At the same time, the unusual circumstances for Japan’s heavy industries have brought them some unlikely allies: labor unions, the core backers of the DPJ. “As far as the issue of environment is concerned, we are in a complete agreement, though we would not act physically together,” says Miyamoto. Rikio Kozu, general secretary of the 250,000-member Japan Federation of Basic Industry Workers’ Unions, seems as frustrated as anyone in Keidanren over Japan’s obligations under the Kyoto Treaty. “We have the world’s top-level energy-efficiency, but even so, we will have to bear the burden of buying credits,” says Kozu of the massive purchases in carbon offsets Japan may have to shoulder. “That money could have been spent on our plants and wages.” Atsushi Uchida, general secretary of the Federation of Electric Power Related Industry Worker’s Unions, is similarly concerned. Uchida says his 210,000 members will consider staging an action if the details on greenhouse gas targets are not agreeable.

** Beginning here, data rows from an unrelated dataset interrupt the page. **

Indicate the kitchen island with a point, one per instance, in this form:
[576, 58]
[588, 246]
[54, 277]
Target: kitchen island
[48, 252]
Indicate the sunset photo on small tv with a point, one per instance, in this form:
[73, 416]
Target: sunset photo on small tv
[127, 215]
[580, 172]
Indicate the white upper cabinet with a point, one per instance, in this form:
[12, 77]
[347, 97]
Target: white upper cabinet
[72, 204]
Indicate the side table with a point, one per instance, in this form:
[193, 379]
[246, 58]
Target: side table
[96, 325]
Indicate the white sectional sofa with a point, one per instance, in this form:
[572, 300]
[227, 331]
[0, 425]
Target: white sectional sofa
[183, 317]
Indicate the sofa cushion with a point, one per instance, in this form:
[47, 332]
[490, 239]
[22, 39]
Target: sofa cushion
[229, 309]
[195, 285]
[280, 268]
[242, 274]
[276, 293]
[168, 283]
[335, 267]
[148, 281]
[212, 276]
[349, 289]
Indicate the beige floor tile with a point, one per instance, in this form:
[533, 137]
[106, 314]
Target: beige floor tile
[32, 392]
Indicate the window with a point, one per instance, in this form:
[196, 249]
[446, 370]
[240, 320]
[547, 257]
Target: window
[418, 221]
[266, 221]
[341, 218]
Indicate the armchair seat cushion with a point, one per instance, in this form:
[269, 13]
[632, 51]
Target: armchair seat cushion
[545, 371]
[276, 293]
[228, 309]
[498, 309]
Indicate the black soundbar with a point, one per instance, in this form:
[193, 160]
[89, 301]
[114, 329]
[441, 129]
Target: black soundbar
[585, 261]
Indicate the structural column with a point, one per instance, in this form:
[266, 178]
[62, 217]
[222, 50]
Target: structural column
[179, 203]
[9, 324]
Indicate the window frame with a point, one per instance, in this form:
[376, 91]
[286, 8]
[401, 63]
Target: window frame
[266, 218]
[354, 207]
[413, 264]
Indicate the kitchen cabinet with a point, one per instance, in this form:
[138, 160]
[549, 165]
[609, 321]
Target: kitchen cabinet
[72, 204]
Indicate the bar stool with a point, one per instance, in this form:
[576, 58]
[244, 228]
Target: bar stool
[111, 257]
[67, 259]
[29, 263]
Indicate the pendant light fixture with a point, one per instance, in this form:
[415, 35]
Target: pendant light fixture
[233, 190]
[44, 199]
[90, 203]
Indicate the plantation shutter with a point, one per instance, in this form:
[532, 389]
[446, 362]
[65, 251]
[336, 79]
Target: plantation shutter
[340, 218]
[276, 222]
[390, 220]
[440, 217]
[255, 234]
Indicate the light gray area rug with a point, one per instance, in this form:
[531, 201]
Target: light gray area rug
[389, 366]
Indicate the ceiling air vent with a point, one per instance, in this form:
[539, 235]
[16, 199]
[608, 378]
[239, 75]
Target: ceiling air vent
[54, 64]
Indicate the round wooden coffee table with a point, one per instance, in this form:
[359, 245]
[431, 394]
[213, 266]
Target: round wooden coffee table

Growing Momentum, Growing Debate

Meanwhile, momentum is building on the policy front. The administration has set up project teams to discuss measures it hopes will help reduce the country’s greenhouse gas emissions, such as an emissions trading scheme and a comprehensive incentive program for renewable energy. And the Environment Ministry has recently proposed introduction of an environmental tax worth nearly 2 trillion yen a year that would help pay for the costs of meeting new targets resulting from Copenhagen and later talks. In the past, Keidanren and other business interests have successfully resisted these measures, and opposition remains strong. On December 7, nine major industry groups – including steel, cement, oil, chemical, and electronics –joined together to oppose any new carbon tax, arguing that it would damage what is already the world’s most energy-efficient economy. The young DPJ government will face major challenges trying to enact such ambitious reforms. Tetsunari Iida, executive director of the Institute for Sustainable Energy Policies and a member of the government’s climate task force, is hopeful but not without a caveat. “Implementing these far-reaching schemes will require an enormous commitment by a professional team,” he says. These projects, he points out, fall under the jurisdiction of the METI, which remains an unwilling party on climate change. And the Environment Ministry is not influential enough to lead. “The crucial question,” he adds, “is whether the Prime Minister’s office can become the commander’s office.”

This much seems certain: the shifting political currents in Japan have lessened the once formidable impact of Keidanren, and raised troubling questions about who exactly it represents. Among its members are not only major greenhouse gas emitters but also numerous companies that deal directly with consumers — and some of these firms are keen to take advantage of new opportunities in green businesses and to promote their green image. Such breaks within the business community may help explain why Keizai Doyukai, a group of top executives from about 900 large corporations, many of them also Keidanren members, proposed in May emissions cuts much more ambitious than those backed by Keidanren.

The debate is still heating up in Japan, and the public will soon hear more from the Hatoyama administration, as well as from the business community. Ultimately, the fate of Japan’s new climate change policy rests with how effectively the DPJ can win public backing. With critics becoming more vocal, they will have plenty of work to do: Hatoyama and his allies must convince fellow Japanese that their ambitious plan can help save the planet while not wrecking their economy.

Akiko Kashiwagi is a Tokyo-based free-lance journalist and an associate of the International Consortium of Investigative Journalists. ICIJ member Mitsuhiro Yoshida contributed to this report.